Death stilled as Signa pressed her hands upon his chest to ease him away.
She wasn’t ready yet. Wasn’t sure what sort of life she wanted for herself.
And so she scooted herself back and said, “Tell me something you like,” before she could change her mind.
“Something… I like?” He peeled himself from her. “I suppose I like you.”
She nearly choked on her own breath. “What about hobbies? Or food—do you like food?”
“I don’t eat much, though I’ve enjoyed what I’ve tried.” He sat upon the edge of the chaise with a laugh, and as he’d done the night they’d met in the woods, Death made himself smaller. He did so for her, Signa realized. He was trying to be more presentable for her sake.
“You don’t have to do that.” She bit her lip as soon as she said it, wishing that she could just shut up for a minute and think about what she was doing. “You don’t have to make yourself smaller. I’d rather see the true you, and not have any surprises.”
She felt his eyes upon her. “Does this mean you no longer fear me?”
“It means I’m not sure.” It felt wrong to say she was no longer hesitant around Death, or cautious of his power. But to say she feared him as she once had? After what he’d done for her—after he’d warned her about Blythe? That, too, would be a lie. She wrapped her robe around herself, avoiding his stare. The spell was broken now, and that tiny voice had freed itself and was screaming of virtue in her head. “I should get to sleep. Shall we continue our lessons tomorrow?”

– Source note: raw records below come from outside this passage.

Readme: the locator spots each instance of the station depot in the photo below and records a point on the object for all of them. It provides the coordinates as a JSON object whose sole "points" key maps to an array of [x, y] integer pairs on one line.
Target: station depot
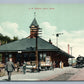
{"points": [[25, 50]]}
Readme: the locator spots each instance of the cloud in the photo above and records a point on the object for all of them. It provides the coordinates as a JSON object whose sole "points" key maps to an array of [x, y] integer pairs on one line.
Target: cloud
{"points": [[12, 29], [76, 41], [48, 30], [74, 38]]}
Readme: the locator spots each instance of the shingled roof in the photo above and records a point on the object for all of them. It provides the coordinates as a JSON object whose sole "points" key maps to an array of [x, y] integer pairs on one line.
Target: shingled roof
{"points": [[28, 44]]}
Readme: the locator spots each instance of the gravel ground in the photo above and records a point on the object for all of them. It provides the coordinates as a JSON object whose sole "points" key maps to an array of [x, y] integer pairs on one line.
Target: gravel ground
{"points": [[63, 77]]}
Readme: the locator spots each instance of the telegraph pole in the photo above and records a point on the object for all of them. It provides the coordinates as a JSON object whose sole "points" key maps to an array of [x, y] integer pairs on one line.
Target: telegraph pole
{"points": [[57, 35]]}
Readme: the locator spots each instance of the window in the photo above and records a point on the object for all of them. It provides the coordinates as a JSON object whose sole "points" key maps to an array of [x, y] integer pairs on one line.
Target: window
{"points": [[10, 55], [41, 56], [0, 57], [44, 56]]}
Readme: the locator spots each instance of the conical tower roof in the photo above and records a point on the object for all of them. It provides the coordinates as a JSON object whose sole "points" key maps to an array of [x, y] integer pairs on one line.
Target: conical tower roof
{"points": [[34, 23]]}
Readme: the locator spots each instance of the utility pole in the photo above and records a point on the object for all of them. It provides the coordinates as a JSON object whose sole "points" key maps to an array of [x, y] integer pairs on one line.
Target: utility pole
{"points": [[71, 50], [57, 35]]}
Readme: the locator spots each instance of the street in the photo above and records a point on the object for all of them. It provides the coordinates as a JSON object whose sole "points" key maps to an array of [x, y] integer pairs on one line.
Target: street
{"points": [[58, 74]]}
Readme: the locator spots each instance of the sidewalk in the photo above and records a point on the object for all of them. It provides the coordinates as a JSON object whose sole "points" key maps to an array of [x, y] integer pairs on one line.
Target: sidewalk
{"points": [[79, 76], [40, 76]]}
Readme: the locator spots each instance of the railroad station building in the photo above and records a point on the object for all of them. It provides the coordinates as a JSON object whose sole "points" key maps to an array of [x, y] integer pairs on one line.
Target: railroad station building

Death nodded. “I want you to practice trying to speak with me. With your thoughts, not your words. You shouldn’t need the belladonna berries to get in touch with me.”
Halfway to her bed, Signa paused when he said, “I like animals more than most things.” She turned, watching the last wisps of his shadows slinking out the window. “I like that they can see me.”
And then he was gone, and Signa felt light enough to float.